Lionel Ruffel, Trompe-la-mort, Verdier, Collection jaune, 2019, 128 p.


Imaginez la fin du monde, qui est, comme chacun sait, beaucoup plus simple à concevoir que la fin du capitalisme. Imaginez l’extinction de notre espèce et que vous vouliez préserver et transmettre la mémoire de cette constellation de pratiques, de formes, d’usages et d’objets que nous avons appelée tantôt poésie, tantôt belles-lettres, et que nous avons fini par appeler littérature. Car vous avez ce sentiment tenace : Homo sapiens aurait dû s’appeler Homo narrans.
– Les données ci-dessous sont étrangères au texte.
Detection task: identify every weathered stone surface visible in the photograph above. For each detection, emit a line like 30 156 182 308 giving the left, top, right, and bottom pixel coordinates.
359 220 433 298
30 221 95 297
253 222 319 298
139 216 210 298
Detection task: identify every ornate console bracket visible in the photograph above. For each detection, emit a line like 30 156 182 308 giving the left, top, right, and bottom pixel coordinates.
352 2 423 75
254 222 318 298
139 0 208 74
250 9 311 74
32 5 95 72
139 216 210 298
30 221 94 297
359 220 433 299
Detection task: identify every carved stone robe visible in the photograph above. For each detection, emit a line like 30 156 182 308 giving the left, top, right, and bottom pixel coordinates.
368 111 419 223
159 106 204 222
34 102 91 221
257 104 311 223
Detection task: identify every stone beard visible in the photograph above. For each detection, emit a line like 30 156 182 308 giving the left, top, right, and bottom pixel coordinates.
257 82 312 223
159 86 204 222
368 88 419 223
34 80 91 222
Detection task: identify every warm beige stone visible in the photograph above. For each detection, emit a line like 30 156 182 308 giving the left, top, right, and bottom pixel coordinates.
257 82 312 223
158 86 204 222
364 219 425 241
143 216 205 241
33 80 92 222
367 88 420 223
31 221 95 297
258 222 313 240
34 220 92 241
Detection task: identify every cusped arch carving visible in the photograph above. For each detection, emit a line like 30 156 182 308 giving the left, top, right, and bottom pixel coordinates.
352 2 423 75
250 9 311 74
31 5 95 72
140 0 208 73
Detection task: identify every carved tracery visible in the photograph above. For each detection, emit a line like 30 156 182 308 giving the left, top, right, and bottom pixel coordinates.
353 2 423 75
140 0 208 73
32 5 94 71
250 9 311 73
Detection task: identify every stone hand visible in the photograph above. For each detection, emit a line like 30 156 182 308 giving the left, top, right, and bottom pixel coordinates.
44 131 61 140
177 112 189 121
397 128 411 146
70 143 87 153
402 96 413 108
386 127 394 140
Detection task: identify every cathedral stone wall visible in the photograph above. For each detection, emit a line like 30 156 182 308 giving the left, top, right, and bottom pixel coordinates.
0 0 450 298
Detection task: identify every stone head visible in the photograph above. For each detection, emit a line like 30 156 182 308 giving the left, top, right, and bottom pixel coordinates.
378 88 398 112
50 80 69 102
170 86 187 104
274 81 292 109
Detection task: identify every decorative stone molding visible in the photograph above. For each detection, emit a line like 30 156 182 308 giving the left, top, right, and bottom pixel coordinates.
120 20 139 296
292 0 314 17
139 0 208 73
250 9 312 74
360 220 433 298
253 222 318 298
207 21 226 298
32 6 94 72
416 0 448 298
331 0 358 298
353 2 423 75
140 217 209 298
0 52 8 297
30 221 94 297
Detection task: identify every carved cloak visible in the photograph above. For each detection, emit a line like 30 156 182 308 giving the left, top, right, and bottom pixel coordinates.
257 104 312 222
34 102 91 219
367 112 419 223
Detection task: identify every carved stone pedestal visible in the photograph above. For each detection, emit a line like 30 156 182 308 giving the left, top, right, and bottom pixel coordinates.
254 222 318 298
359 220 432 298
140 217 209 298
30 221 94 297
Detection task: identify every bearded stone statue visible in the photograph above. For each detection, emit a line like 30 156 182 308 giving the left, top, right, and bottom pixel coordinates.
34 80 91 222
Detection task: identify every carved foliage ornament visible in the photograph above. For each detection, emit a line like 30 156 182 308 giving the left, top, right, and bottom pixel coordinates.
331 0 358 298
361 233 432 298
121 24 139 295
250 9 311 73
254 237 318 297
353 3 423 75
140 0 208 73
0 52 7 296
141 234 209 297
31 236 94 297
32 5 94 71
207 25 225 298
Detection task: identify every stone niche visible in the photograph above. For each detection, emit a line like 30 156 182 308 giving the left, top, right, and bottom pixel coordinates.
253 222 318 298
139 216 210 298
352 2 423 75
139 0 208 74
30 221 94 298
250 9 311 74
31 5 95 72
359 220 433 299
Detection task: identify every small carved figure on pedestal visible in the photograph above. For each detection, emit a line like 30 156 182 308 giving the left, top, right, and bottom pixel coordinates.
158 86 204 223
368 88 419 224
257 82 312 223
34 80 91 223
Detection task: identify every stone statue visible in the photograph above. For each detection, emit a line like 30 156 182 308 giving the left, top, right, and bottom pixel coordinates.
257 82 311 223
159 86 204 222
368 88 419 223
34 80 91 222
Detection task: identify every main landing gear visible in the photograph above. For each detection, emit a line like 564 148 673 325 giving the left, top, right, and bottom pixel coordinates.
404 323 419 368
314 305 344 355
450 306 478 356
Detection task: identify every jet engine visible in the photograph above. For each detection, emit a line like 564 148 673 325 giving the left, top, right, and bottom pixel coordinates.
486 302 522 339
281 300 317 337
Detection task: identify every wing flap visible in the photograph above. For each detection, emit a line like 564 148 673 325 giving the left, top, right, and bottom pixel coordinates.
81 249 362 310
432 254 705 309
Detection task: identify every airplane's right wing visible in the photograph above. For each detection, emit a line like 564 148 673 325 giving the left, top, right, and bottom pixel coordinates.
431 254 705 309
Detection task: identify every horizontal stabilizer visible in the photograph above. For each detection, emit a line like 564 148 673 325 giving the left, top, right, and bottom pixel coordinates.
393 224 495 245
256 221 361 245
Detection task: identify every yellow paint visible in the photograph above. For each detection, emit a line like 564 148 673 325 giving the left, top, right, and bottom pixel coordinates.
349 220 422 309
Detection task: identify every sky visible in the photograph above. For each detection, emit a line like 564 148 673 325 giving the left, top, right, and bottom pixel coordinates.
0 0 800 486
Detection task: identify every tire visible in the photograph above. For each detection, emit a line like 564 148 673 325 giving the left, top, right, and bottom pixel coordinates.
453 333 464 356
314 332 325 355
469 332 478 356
Telles étaient les règles du jeu que nous pratiquions, mes étudiants et moi, ces dernières années. Avec eux, je souhaitais travailler le cœur de notre condition narrative. Il fallait retrouver des gestes, des pratiques, reprendre des histoires qui résonnaient avec notre situation. Trois nous ont retenu : celle de Shéhérazade et des Mille et Une Nuits, ou comment une jeune femme sauve le monde de la folie destructrice de son époux en lui racontant des fables ; celle de l’affaire dite de Tarnac qui, plaçant un livre, L’Insurrection qui vient, au cœur d’une affaire politico-judiciaire, nous rappelait que la fiction est une arme dangereuse et à double tranchant ; celle du Décaméron, cette œuvre du trecento italien, dans laquelle dix jeunes gens fuient Florence en proie à la peste et, en un lieu isolé, forment une assemblée créative et joyeuse qui réinvente le monde.

Nous formions nous-mêmes un Décaméron. Et puis le réel a frappé durement à la porte. Car l’ancienne imprimerie, où nous avions trouvé refuge pour résister à la décomposition de l’institution universitaire, a fermé ses portes, définitivement. Ne restent alors sur les murs que des images et les histoires qui y furent tressées. Le lieu se transforme alors en une sorte de musée où nous revisitons, comme dans un rêve, l’histoire d’un flash, trois ou quatre mille ans à peine durant lesquels les humains n’auront joué qu’à cela : tromper la mort en se racontant des histoires.